Mehrere Euro-Geldscheine und Münzen liegen auf einer braunen Geldbörse.

Die Bargeldnutzung ist in Europa zwar weiter rückläufig. Deutschland und Österreich bleiben aber trotzdem die Bargeld-Hochburgen: Österreich (71 Prozent) und Deutschland (73 Prozent) liegen in der Häufigkeit der Bargeldnutzung vorne, wie die neue Zahlungsverkehrsstudie der Management- und Technologieberatung BearingPoint zeigt. Befragt wurden 10.123 Personen.

Auch Junge bevorzugen Bares

"Auch in den digital affinen jüngeren Altersgruppen nutzt mehr als jeder Zweite häufig Bargeld und damit Zentralbankgeld. Als Verbindung zwischen digitalem Fortschritt und Sicherheitsdenken in der aktuellen geopolitischen Situation kann der Digitale Euro einen wichtigen Beitrag zur Resilienz und Souveränität des Zahlungsverkehrs in Europa leisten", kommentiert BearingPoint-Partner Christian Bruck.

Die häufigste Nutzung in beiden Ländern liegt in der Altersgruppe 55 plus mit 80 Prozent in Deutschland und 84 Prozent in Österreich. Digital affine 18- bis 24-Jährige zeigen mit 64 Prozent in Deutschland respektive 57 Prozent in Österreich eine hohe Nutzungshäufigkeit. In Nordeuropa ist die Häufigkeit der Bargeldnutzung am geringsten: In Schweden (25 Prozent), Dänemark (32 Prozent) und Finnland (42 Prozent) wird das Bargeld immer seltener genutzt.

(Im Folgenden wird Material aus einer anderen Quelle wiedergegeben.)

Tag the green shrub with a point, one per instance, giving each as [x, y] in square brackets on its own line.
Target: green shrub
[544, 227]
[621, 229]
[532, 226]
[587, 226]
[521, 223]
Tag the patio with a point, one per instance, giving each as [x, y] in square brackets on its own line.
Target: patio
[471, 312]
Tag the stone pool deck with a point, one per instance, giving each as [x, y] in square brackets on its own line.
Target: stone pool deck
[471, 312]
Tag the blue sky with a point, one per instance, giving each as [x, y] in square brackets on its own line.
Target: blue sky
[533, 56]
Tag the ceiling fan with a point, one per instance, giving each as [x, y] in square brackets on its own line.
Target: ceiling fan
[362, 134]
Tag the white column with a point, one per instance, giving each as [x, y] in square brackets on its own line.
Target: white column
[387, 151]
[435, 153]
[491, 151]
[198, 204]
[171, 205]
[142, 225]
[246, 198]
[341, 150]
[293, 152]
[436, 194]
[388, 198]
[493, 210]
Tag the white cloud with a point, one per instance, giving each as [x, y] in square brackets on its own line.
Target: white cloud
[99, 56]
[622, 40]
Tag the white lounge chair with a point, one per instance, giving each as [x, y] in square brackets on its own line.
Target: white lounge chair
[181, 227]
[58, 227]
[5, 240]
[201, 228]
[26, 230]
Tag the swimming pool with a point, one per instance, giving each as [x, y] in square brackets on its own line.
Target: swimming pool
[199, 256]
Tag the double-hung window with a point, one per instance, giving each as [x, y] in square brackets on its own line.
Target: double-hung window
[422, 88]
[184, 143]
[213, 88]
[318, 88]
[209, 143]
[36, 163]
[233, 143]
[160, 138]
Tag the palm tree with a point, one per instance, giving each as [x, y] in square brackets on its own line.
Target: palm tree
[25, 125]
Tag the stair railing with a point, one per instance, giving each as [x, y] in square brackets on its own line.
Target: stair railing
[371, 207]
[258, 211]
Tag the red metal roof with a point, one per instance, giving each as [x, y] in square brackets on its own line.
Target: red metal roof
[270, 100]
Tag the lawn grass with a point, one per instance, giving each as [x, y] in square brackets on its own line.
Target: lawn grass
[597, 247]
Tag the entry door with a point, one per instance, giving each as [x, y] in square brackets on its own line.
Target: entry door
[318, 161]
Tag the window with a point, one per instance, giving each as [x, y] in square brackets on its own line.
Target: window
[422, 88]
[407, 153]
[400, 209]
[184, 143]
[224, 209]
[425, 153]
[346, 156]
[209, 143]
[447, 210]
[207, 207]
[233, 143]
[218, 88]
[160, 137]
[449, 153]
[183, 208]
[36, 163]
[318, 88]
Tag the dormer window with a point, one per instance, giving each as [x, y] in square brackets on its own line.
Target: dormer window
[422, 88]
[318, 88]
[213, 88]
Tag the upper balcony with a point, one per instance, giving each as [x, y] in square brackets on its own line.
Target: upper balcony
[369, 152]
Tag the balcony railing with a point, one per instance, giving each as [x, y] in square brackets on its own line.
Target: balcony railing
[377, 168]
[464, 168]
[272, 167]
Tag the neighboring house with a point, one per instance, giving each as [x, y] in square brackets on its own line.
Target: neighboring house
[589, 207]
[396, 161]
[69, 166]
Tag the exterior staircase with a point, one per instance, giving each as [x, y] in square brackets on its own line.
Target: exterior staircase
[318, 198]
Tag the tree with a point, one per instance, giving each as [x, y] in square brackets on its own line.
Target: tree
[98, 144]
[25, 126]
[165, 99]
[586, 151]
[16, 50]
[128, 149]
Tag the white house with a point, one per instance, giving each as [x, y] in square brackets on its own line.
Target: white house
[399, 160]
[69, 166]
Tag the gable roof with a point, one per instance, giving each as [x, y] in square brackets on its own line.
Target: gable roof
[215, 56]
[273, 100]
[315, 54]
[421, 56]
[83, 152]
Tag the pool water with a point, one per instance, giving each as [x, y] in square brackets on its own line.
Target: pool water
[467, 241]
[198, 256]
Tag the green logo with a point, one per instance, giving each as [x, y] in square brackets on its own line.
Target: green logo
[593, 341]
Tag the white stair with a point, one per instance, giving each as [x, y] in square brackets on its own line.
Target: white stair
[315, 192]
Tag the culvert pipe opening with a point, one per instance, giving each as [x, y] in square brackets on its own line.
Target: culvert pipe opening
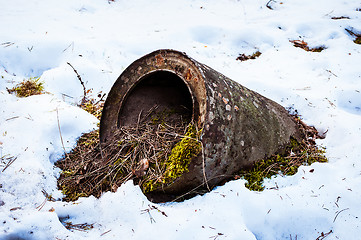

Österreicher offen für Digital-Euro

Während im Länderdurchschnitt jeder Dritte den Digitalen Euro nutzen würde, ist mit 42 Prozent die größere Gruppe noch unentschlossen und zeigt das Potenzial auf. In Österreich würde der Digitale Euro mit rund 40 Prozent am häufigsten genutzt werden, in den Niederlanden mit unter 27 Prozent am wenigsten häufig. Im Norden würde die "Central Bank Digital Currency (CBDC) mit 21 Prozent in Dänemark und 22 Prozent in Schweden als Bargeldergänzung genutzt werden, in der Schweiz liegt der Wert mit 37 Prozent deutlich höher.

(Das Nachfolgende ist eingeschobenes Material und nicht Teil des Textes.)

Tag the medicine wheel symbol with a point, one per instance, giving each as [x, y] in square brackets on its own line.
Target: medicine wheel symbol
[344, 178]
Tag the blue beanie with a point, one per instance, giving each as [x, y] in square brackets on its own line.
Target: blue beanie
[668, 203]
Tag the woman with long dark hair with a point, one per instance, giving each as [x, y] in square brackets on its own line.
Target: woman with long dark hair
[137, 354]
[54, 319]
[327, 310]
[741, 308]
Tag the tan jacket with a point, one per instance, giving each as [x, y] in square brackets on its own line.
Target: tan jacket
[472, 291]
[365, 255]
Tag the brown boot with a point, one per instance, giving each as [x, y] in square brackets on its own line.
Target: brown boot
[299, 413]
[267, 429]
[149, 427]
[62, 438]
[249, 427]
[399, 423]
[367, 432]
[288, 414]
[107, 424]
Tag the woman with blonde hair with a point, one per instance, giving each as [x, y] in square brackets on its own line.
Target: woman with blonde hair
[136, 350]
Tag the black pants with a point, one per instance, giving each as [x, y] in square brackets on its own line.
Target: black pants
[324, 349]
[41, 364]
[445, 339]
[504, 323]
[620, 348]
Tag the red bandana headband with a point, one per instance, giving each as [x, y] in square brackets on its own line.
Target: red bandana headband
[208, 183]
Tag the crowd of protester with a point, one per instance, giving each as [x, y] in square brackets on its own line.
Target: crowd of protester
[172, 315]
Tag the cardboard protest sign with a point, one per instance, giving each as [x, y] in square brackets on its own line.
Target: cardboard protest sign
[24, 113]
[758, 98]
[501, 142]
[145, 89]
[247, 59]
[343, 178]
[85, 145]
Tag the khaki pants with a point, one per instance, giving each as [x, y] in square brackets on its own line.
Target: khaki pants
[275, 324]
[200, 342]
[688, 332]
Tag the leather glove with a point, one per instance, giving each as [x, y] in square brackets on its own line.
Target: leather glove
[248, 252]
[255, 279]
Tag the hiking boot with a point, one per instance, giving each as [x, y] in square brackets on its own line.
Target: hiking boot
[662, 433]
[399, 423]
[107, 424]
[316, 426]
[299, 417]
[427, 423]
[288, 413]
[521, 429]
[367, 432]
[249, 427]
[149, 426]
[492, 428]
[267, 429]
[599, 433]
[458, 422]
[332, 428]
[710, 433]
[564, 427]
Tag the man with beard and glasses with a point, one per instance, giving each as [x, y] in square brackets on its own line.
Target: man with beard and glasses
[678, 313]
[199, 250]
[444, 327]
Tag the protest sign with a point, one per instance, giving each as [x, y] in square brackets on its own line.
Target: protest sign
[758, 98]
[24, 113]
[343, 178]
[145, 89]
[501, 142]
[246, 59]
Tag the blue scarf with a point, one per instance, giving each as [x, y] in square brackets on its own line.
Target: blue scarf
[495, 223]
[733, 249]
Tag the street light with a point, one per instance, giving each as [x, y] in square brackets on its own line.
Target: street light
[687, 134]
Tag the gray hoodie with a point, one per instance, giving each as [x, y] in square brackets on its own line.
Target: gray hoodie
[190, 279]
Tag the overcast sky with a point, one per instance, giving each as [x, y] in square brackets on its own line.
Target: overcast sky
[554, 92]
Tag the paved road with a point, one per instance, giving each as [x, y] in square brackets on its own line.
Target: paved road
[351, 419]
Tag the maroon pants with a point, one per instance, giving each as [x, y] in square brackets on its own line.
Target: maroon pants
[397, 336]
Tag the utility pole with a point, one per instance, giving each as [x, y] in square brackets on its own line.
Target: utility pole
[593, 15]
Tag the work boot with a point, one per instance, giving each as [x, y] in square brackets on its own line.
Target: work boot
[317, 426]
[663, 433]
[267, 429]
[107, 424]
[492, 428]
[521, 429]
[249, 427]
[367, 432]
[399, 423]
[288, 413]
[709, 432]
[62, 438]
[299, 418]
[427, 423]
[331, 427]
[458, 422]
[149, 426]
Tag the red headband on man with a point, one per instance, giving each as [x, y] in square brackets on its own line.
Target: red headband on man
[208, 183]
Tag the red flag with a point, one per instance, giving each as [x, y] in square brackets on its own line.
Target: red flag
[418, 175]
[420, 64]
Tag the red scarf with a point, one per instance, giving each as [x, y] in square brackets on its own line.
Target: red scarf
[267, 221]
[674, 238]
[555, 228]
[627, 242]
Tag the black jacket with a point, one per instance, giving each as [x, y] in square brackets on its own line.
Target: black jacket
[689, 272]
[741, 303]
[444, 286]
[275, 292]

Das Online-Shopping ist wie im Vorjahr der präferierte Anwendungsfall mit 37 Prozent für den Digitalen Euro und 31 Prozent für CBDCs. Irland ist beim Digitalen Euro mit 44 Prozent laut der Erhebung Spitzenreiter in der Kategorie Online-Shopping, gefolgt von Finnland mit 40 Prozent. Als zweit wichtigster Anwendungsfall für den Digitalen Euro beziehungsweise CBDC wird im Länderdurchschnitt das Einkaufen im Geschäft mit 28 respektive 22 Prozent genannt.

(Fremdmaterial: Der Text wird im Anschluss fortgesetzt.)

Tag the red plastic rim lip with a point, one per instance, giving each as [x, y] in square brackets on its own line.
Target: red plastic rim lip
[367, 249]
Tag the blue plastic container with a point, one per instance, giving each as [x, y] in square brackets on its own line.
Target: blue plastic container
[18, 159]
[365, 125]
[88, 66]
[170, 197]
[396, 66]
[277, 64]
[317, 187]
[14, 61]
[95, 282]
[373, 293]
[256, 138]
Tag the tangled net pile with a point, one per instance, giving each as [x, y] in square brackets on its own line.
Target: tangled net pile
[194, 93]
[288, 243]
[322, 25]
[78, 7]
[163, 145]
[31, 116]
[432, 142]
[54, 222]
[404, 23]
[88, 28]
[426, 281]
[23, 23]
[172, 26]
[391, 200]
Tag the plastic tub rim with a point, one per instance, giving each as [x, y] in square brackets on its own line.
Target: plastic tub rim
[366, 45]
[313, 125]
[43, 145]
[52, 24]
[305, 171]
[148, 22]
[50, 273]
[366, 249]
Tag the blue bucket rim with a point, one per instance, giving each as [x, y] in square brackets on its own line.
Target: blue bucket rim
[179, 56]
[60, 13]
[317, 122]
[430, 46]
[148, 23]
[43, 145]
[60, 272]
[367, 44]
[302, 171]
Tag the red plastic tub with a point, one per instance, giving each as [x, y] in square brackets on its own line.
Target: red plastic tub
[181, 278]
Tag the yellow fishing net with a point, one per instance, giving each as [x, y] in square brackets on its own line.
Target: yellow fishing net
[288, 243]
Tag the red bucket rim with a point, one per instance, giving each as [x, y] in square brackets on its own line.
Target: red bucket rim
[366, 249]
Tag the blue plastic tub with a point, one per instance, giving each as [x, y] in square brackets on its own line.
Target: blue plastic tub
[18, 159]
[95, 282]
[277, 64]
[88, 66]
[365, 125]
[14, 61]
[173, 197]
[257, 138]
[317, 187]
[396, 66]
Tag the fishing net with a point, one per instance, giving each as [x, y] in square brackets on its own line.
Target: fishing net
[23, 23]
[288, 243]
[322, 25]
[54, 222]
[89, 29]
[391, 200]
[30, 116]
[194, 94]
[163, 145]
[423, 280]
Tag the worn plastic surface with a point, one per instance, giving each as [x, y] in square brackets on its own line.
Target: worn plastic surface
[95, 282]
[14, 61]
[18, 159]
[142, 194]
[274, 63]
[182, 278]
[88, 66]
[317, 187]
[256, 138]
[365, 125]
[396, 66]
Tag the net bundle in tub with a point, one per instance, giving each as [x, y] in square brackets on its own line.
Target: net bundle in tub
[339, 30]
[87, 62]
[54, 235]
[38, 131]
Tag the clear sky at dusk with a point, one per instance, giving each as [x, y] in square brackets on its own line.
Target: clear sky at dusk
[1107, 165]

Kostenfreie Nutzung (41 Prozent) und allgemeine 24/7-Akzeptanz (35 Prozent) bleiben die wichtigsten Kriterien zur Nutzung des Digitalen Euro. Hausbanken genießen das höchste Vertrauen zur Aufnahme und Speicherung der Transaktionsdaten - besonders im Euro-Raum: In Ländern mit Digitalem Euro liegt das Vertrauen in die eigene Hausbank mit 41 Prozent am höchsten und übertrifft deutlich das Vertrauen in EZB/Zentralbanken. Apple und Google würden beim Digitalen Euro/CBDC nur vier Prozent der Befragten ihre Daten anvertrauen.